1. A circuit breaker mechanism comprising a first terminal, a second terminal, a fixed contact connected to the first terminal, a conductive frame arranged to support an operating handle of the circuit breaker and connected electrically to the second terminal, and a moving contact assembly including a moving contact arranged to make contact with the fixed contact and a contact carrier supporting the moving contact and supported pivotably on the conductive frame, the contact carrier comprising a conductive member, the moving contact being supported at or near a first end of the conductive member and an opposed second end of the conductive member having at least one recess formed therein which is shaped to engage at least one conductive contact carrier pivot pin connected electrically to the conductive frame, so that the contact carrier is connected both electrically and mechanically to said conductive frame only via said at least one conductive contact carrier pivot pin.

2. A circuit breaker mechanism according to claim 1 wherein the first terminal is a line terminal and the second terminal is a load terminal.
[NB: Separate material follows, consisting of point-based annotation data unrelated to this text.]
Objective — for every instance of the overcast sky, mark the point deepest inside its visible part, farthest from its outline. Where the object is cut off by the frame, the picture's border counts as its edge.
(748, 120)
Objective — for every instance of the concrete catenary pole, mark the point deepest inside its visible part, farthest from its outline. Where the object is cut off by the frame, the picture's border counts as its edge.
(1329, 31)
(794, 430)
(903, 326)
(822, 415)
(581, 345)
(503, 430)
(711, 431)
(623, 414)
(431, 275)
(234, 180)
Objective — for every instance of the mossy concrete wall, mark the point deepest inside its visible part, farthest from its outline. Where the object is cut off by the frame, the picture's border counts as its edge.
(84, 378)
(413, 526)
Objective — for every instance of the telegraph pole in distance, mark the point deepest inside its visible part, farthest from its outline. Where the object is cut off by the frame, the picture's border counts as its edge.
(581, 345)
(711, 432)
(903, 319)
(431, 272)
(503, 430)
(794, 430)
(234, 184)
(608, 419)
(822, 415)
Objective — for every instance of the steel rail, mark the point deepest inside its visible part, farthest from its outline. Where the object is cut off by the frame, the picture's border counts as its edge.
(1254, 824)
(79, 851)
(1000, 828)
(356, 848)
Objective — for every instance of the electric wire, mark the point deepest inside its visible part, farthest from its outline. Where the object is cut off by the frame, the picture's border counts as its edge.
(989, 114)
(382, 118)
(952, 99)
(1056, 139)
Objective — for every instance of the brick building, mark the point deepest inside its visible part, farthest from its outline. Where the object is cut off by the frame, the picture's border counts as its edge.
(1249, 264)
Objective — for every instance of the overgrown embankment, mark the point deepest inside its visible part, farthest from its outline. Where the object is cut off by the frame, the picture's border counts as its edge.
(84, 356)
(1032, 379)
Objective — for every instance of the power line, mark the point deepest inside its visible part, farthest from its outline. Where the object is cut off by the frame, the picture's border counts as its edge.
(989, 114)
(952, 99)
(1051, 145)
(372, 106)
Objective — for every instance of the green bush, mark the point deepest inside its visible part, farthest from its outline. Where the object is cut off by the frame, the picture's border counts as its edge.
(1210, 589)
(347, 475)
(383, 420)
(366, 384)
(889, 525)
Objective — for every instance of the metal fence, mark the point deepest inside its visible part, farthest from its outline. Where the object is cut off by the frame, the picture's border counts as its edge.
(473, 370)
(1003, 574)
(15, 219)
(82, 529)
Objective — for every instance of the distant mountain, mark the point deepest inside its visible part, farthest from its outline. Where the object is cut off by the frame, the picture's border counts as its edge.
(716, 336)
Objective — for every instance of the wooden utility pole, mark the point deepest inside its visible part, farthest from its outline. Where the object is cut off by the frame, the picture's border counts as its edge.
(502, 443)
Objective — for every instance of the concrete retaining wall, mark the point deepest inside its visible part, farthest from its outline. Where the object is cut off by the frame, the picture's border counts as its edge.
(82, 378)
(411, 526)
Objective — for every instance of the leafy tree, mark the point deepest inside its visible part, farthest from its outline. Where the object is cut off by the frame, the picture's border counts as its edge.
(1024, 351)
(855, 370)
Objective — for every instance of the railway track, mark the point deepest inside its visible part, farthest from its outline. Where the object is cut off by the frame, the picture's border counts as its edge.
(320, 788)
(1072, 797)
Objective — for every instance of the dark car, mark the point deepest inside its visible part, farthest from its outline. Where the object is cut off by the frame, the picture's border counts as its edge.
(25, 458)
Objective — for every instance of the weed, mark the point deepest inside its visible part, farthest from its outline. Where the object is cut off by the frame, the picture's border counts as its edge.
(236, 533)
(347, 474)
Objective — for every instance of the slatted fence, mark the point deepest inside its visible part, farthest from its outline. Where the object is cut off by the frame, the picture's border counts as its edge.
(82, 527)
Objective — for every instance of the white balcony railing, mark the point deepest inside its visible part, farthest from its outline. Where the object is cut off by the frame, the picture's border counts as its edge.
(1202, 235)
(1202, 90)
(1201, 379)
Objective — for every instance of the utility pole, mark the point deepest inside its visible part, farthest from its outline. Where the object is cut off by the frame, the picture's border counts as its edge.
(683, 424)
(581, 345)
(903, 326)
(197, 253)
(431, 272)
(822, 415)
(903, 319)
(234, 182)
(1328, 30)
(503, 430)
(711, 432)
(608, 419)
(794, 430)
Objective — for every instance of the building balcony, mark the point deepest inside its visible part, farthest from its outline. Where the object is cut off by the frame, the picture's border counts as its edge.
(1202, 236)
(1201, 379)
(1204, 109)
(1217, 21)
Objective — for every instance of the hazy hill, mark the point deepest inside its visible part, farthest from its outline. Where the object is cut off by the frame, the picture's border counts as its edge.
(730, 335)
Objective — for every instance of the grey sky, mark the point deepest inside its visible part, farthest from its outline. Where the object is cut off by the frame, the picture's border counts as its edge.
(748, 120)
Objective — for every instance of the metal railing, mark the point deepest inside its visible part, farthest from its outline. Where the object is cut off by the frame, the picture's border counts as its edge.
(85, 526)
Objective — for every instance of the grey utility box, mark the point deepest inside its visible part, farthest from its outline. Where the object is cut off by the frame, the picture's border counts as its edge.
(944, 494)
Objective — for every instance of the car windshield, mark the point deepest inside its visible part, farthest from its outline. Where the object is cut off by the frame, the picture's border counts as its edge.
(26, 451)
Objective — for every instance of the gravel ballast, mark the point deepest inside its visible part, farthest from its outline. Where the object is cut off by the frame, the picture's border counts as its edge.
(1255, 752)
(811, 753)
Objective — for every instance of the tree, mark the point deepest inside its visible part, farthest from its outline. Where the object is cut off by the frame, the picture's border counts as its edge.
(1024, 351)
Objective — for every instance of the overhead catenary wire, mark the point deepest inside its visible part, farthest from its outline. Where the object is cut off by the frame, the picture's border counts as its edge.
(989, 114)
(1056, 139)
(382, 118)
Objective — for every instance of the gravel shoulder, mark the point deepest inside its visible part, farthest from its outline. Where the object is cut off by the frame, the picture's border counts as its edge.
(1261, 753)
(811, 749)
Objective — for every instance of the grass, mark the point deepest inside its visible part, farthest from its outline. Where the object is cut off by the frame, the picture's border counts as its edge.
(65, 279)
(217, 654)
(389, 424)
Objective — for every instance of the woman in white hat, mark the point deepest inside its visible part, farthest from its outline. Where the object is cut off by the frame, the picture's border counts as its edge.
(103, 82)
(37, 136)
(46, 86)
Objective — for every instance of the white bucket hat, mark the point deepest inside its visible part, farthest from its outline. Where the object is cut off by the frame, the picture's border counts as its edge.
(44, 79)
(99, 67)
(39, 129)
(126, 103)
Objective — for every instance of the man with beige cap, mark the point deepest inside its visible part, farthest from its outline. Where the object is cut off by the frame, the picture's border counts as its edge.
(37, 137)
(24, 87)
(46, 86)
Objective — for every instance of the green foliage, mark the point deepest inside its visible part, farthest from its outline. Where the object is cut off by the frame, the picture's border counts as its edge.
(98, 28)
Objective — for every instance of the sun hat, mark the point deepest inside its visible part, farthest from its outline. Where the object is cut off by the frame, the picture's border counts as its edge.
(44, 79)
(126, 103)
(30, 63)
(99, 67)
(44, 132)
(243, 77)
3. A circuit breaker mechanism according to claim 1 wherein the conductive member comprises a pair of generally parallel elongate limbs connected together, the moving contact being supported at or near a first end of the conductive member and the ends of the limbs at an opposed second end of the conductive member having respective recesses formed therein to engage respective conductive contact carrier pivot pins connected electrically to the conductive frame.

4. A circuit breaker mechanism according to claim 1 including a conductive bracket fixed to the conductive frame, the conductive bracket defining a pair of conductive pivot pins arranged to engage the respective ends of the limbs of the contact carrier.

5. A circuit breaker mechanism according to claim 4 wherein the conductive bracket comprises copper.

6. A circuit breaker mechanism according to claim 5 wherein the conductive handle pivot pin is formed from copper.

7. A circuit breaker mechanism according to claim 1 including at least one spring arranged to urge the contact carrier of the moving contact assembly against said at least one conductive contact carrier pivot pin.